Üstelik ona seçimin kendi elinde olduğunu söyler söylemez kalkıp gitmişti. Ne olduğunu asla anlamamıştım ve anlayacak gibi de değildim.

Ne olduğunu daha sonra belki Meriç'ten öğrenirim umuduyla karargahın çıkışına doğru yürümeye başladım.

Buraya gelir gelmez Meriç'i gördüğüme göre artık sıra bütün hafta içlerini geçireceğim yere gelmişti. Gidip haftaya pazartesiden itibaren çalışacağım yeri görecektim.

Bir taksiye binip yeni okulumun ismini söyledim ve camdan dışarıyı izlemeye başladım. Öğretmenlik... Öyle çok seviyordum ki bu mesleği, bir daha dünyaya gelsem bir daha öğretmen olurdum. Üstelik bir daha dünyaya gelsem bir daha edebiyat öğretmeni olurdum. Çocukları, çocuklara bir şey anlatmayı öyle seviyordum ki hayatta vazgeçebileceğim son şey bile değildi mesleğim.

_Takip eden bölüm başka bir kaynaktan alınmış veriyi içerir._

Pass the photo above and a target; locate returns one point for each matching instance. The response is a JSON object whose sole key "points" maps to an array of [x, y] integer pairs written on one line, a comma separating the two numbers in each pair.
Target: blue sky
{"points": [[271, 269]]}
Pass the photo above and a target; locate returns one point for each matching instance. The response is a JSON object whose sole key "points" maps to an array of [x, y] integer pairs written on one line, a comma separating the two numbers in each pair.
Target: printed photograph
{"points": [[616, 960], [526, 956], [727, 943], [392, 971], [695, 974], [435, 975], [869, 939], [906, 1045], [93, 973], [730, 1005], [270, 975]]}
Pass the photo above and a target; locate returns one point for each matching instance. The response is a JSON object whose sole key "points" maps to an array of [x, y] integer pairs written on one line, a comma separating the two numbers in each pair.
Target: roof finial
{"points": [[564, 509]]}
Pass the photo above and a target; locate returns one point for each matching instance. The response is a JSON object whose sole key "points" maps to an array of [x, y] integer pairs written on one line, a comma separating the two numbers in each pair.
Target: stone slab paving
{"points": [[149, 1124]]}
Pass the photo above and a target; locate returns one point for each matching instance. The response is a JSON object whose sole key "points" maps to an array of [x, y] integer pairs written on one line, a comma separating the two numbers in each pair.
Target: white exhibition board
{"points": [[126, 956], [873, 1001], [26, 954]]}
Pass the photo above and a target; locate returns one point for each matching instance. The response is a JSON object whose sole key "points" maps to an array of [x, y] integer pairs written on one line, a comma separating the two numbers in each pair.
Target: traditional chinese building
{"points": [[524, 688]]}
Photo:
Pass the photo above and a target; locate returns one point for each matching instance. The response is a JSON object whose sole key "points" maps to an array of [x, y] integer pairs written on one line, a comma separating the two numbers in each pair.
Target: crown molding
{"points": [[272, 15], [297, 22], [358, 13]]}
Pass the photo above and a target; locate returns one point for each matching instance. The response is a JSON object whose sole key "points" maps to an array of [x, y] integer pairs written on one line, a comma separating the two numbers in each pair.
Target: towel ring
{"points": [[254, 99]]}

Çok geçmeden okulun önüne vardığımızda taksiciye parasını verip indim ve o güzel havayı içime çektim. Kış yavaş yavaş bitip, yerini ilkbahara bırakırken yükselen sıcaklıklar bana çok güzel hissettiriyordu. Havalar hâlâ soğuktu, malum burası Hakkari'ydi. Ama soğuk havada esen sıcak rüzgar öyle güzel bir his veriyordu ki, resmen tarif edilemez bir histi bu.

Derin derin nefesler alıp hafif soğuğu içime çekmeye devam ederken bir yandan da dışarıdan okulu inceliyordum. Bahçede top oynayan çocukları gördüğümde gülümsedim hafifçe. Erkek çocukları kaç yaşında olurlarsa olsunlar top oynamaktan asla vazgeçmiyorlardı.

Ben gülümseyerek onları izlemeye devam ederken zil çaldığında topu bıraktıkları gibi içeriye koşturmaya başladılar. Çok neşeli karakterlere sahip görünüyorlardı. Ve okulu, okumayı sevdikleri her hallerinden belliydi.

Birkaç dakika sonra hâlâ bahçeyi izlemeye devam ederken "Birine mi bakmıştınız hanımefendi?" diyen adama doğru döndüm.

Gülümseyerek hemen karşımda duran adama baktım ve "Yok birine bakmıyorum." dedim. Hemen sonra "Ben buraya yeni edebiyat öğretmeni olarak atandım. Pazartesi günü başlayacağım. Görmeye gelmiştim sadece." diye hızlıca ekledim.

O da gülümseyerek kısa bir süre bana baktıktan sonra "Öykü hanım, değil mi?" diye sordu neşeli bir sesle.

Soru sorarcasına başımla onayladığımda ne demek istediğimi anlamış olacak ki "Namınız buraya iki hafta önceden geldi hoca hanım. Diğer öğretmenler de öğrenciler de sizi bekliyor günlerdir." diye bir açıklamada bulundu. Çok iyi bir adama benziyordu.

"Eski edebiyat öğretmeni emekliye ayrıldığından beri ders işlenmiyordu. O yüzden tüm öğrenciler bir buçuk aydır yeni gelecek olan öğretmeni bekliyordu." Gülümsedim. Böyle öğrencilerin varlığını bilmek bana öyle büyük bir mutluluk veriyordu ki içimin kıpır kıpır olduğunu hissediyordum.